Flywheel technology to join new UK electricity storage projects

Three new energy storage projects that collectively highlight the innovation going into storing electricity in the UK have been announced.

First, Europe’s largest and the UK’s first battery flywheel energy storage system is to be connected first to the Irish and then to the UK electricity grid as part of a project involving the University of Sheffield and the Dublin-based Schwungrad Energie. The €4mn EU-supported project will develop an innovative flywheel and battery hybrid energy storage system aimed at stabilising pressures on grid infrastructures.

Flywheels work by accelerating a rotor to high speeds using electrical energy, effectively storing the energy within the system as rotational energy, to be converted back to electricity when required.

In the first stage of the project, the flywheel facility will be installed in Ireland by Schwungrad at its hybrid flywheel battery facility, which has already seen a successful demonstration project with EirGrid. The flywheel system will be capable of a peak power of 500 kW and able to store 10 kWh of energy.

The system will then be installed at the University of Sheffield’s battery facility at Willenhall near Wolverhampton. The grid-connected research facility is one of the largest and fastest battery storage systems in the UK. The flywheels will be upgraded to provide 1 MW of peak power and 20 kWh of energy storage, and will be used as a hybrid energy storage system with the batteries.

The new project also involves Adaptive Balancing Power, which will provide the flywheel technology, and Germany’s Freqcon, which will design and build scalable multi-source power converters to connect the flywheels to the grid.

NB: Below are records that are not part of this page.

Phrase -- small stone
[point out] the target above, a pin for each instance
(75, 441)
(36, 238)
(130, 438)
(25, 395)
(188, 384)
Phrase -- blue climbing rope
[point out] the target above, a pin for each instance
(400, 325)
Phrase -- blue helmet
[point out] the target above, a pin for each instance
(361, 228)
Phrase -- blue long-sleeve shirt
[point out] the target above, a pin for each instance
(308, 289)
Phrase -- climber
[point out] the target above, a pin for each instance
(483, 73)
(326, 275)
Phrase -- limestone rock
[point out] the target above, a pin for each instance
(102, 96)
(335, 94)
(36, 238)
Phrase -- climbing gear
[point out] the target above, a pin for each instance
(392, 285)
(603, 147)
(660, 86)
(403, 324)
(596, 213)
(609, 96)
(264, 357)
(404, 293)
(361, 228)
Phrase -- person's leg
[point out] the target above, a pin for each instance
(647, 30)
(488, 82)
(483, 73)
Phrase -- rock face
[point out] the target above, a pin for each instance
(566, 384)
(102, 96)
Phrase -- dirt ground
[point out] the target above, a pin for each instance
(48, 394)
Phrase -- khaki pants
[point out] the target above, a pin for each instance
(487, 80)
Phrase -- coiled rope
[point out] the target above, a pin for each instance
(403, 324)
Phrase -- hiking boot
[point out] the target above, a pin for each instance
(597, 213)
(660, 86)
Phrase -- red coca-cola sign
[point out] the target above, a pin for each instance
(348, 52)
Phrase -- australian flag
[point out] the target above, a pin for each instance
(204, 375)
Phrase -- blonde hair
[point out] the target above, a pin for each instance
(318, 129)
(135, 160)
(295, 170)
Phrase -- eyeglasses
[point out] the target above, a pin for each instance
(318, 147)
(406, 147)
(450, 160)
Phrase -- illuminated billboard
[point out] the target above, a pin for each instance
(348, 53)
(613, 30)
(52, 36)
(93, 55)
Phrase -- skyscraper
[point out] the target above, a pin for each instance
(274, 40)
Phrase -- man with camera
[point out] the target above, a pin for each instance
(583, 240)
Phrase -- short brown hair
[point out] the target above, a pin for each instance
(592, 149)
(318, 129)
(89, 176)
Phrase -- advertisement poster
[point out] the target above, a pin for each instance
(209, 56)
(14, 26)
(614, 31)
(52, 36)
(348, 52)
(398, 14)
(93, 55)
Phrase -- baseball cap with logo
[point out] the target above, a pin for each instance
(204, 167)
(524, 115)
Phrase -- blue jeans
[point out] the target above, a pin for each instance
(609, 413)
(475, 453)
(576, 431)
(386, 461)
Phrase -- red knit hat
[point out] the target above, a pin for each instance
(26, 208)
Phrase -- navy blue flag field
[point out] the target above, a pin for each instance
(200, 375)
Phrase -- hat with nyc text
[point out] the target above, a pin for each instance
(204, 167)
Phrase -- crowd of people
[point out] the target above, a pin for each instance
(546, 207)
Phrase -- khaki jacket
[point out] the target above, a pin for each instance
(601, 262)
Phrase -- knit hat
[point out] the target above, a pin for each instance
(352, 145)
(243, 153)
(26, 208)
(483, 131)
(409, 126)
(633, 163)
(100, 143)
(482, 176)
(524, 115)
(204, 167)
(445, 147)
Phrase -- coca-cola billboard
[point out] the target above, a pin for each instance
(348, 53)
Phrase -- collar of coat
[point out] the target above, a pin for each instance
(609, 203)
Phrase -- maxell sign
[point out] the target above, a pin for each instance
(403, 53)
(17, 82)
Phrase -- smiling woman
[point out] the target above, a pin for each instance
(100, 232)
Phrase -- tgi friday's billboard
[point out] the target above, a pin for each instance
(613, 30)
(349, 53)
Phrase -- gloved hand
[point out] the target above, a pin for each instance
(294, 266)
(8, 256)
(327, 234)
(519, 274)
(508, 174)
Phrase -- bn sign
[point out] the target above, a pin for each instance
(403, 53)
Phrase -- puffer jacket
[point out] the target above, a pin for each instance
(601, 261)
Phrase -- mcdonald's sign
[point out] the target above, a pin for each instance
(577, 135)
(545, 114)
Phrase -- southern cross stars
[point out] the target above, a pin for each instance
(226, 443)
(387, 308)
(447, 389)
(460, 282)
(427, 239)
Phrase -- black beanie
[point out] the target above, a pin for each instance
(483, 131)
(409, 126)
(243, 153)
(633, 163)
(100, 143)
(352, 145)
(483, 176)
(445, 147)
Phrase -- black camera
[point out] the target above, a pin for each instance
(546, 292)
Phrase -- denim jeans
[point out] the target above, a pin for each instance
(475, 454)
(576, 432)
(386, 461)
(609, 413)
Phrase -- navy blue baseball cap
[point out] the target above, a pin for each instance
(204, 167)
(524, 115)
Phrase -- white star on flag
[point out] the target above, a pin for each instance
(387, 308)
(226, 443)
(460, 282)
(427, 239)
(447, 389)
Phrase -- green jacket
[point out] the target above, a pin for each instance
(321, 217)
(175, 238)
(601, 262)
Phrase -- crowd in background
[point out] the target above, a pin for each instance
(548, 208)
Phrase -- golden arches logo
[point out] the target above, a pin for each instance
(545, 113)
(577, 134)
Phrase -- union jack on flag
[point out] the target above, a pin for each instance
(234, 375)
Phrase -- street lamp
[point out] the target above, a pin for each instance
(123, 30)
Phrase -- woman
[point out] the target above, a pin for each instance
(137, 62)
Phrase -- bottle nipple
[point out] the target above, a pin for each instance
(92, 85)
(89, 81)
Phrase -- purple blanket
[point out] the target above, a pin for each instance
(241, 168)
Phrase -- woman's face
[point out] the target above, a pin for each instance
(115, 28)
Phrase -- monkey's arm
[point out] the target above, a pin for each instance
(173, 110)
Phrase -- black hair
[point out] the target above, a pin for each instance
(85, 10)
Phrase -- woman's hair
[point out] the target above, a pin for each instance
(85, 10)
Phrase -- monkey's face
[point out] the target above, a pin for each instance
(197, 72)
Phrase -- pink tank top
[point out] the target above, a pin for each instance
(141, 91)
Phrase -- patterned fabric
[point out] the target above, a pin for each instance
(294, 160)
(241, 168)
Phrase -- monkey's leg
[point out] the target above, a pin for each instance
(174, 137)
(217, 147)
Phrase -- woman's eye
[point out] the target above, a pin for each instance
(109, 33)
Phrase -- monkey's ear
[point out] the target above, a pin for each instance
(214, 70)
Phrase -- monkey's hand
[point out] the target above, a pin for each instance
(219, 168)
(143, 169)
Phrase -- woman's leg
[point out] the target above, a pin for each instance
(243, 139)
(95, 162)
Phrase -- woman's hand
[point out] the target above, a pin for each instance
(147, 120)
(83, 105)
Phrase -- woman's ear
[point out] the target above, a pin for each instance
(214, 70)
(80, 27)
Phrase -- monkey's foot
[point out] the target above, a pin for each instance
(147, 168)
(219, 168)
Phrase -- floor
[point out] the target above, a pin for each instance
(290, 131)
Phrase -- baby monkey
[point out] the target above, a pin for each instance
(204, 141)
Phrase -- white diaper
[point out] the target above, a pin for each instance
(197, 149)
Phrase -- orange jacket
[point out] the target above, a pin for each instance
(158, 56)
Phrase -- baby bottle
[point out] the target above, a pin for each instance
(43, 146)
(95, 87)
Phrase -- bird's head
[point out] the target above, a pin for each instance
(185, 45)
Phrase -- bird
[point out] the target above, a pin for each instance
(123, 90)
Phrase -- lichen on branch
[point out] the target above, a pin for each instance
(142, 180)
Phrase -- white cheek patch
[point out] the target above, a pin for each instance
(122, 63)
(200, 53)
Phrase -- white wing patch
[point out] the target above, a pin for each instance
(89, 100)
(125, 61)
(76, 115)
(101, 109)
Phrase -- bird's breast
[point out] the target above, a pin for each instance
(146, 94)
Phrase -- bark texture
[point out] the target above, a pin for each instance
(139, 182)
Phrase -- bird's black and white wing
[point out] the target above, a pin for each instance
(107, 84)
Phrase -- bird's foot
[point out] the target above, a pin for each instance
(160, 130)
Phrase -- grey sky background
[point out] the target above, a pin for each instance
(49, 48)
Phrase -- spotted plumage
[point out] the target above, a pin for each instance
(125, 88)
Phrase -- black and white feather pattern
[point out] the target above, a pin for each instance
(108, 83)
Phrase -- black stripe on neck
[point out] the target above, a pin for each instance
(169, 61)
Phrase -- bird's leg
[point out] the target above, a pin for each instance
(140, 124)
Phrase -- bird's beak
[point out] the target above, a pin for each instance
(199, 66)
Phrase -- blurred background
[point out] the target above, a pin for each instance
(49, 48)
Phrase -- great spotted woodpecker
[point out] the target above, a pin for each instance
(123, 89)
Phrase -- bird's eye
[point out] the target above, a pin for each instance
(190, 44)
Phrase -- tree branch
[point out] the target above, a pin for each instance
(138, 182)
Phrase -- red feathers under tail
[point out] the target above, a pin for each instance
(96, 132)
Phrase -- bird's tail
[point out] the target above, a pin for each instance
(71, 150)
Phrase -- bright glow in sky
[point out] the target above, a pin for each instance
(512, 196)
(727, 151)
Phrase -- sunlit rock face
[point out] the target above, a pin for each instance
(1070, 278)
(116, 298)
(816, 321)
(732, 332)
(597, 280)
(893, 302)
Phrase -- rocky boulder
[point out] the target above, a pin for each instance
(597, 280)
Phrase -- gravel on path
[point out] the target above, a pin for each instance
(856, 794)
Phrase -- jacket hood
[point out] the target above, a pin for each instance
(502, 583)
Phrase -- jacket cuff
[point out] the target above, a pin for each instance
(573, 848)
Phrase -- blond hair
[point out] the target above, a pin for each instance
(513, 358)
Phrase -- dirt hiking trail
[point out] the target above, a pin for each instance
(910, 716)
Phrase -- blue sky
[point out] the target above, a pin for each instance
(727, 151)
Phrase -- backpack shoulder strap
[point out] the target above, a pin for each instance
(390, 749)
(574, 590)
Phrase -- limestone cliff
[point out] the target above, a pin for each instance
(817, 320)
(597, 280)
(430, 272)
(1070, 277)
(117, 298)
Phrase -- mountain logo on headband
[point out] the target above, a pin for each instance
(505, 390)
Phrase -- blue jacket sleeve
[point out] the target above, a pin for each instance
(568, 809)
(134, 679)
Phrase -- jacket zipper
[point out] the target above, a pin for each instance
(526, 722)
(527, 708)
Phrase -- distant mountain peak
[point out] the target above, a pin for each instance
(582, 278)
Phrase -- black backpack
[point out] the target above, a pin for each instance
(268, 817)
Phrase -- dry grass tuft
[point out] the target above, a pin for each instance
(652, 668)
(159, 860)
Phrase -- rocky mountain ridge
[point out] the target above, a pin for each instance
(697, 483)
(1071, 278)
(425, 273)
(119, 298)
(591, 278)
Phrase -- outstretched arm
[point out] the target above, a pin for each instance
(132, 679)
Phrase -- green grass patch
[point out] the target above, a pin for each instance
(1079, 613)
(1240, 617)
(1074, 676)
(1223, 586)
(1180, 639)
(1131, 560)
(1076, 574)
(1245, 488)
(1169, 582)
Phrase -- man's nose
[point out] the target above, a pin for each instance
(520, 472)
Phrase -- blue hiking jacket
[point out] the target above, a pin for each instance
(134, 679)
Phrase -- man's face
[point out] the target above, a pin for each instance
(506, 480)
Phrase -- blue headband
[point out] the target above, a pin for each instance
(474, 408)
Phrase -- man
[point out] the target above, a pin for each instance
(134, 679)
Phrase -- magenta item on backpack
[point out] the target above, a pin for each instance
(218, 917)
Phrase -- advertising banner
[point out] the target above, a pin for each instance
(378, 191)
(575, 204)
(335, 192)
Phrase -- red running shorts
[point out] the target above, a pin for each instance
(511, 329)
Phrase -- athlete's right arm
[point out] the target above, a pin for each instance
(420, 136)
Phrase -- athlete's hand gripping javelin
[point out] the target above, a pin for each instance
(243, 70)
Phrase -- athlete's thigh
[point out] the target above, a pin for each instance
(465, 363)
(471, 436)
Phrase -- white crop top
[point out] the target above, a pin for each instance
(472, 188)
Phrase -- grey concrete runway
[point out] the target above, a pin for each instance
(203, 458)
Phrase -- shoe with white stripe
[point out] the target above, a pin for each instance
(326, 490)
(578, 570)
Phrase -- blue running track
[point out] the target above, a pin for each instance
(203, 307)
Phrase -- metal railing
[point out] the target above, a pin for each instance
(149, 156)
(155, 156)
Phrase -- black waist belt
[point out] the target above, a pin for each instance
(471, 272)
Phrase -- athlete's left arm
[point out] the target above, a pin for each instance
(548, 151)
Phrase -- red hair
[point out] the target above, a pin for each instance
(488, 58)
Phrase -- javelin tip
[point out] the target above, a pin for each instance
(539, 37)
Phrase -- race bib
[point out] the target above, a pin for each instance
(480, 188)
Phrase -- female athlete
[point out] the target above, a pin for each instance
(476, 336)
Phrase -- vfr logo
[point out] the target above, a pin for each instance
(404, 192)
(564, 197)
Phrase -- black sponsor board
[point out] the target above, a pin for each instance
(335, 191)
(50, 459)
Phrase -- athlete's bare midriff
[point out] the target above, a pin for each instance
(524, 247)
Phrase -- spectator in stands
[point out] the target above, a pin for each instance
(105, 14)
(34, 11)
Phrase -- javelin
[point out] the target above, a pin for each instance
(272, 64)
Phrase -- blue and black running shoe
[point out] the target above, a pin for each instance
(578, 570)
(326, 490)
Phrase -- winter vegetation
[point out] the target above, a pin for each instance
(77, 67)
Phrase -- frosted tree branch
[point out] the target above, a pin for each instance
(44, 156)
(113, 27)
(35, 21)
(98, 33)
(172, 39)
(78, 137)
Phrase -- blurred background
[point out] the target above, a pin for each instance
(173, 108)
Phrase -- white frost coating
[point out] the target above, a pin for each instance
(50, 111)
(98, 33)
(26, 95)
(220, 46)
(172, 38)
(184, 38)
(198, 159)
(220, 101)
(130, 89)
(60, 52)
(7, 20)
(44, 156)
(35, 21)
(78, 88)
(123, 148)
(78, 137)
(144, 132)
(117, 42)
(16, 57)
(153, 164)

The University of Sheffield is home to the Centre for Research into Electrical Energy Storage & Applications (CREESA). Dr Dan Gladwin from the university said: ‘The UK national grid is becoming increasingly volatile due to the rising share of intermittent renewable energy sources. This manifests itself in deviations from the nominal 50 Hz frequency as demand outweighs supply or vice versa. Battery and flywheel technologies can offer a rapid response, and can export and import energy enabling this technology to respond to periods of both under and over frequency.’

Meanwhile, DONG Energy has announced plans to add a 2 MW battery storage system to its 90 MW Burbo Bank offshore wind farm in order to offer a frequency a response service to the grid as well as electricity. The 2 MW battery, the first at an offshore wind farm, will be supplied by ABB and installed by the end of the year.

National Grid uses frequency response as a mechanism to help manage grid stability and the ability to inject or reduce bursts of active power allows the grid to rapidly respond to changes in frequency. Richard Smith, Head of Network Capability (electricity) for National Grid said: ‘I’m looking forward to seeing how the DONG Energy solution of storage connected to the offshore wind farm will provide services to help us respond to day-to-day operational challenges and maintain the frequency of 50 Hz on Great Britain’s electricity system.’

Last, electricity distribution system operator for the North East, Yorkshire and northern Lincolnshire, Northern Powergrid, and electric vehicle manufacturer Nissan have signed a memorandum of understanding to work together to explore a range of innovation projects – including how electric vehicles, batteries and other technologies can support energy networks.

They will explore how new technologies can enhance the capacity, capability and resilience of the region’s power network to make it more active and responsive to the growing and changing demands of customers. The partnership also represents a step forward for Nissan’s Intelligent Mobility blueprint in Europe, which aims to demonstrate how electric vehicles like the Nissan LEAF can work in tandem with energy providers and grid infrastructure to deliver cleaner, more efficient energy networks.

Vehicle-to-Grid (V2G) technology, for example, allows electric vehicles to be integrated into the electricity grid, improving network capacity and helping to make renewable energy sources more widely available, says Nissan. It also provides an opportunity to create mobile energy hubs, by integrating large numbers of electric vehicles directly with the grid. This enables Nissan LEAF owners to connect and charge their vehicle during low-demand, cheap tariff periods, and use the electricity stored in the vehicle’s battery at a time when costs are higher, or even feed it back to the grid to generate additional returns.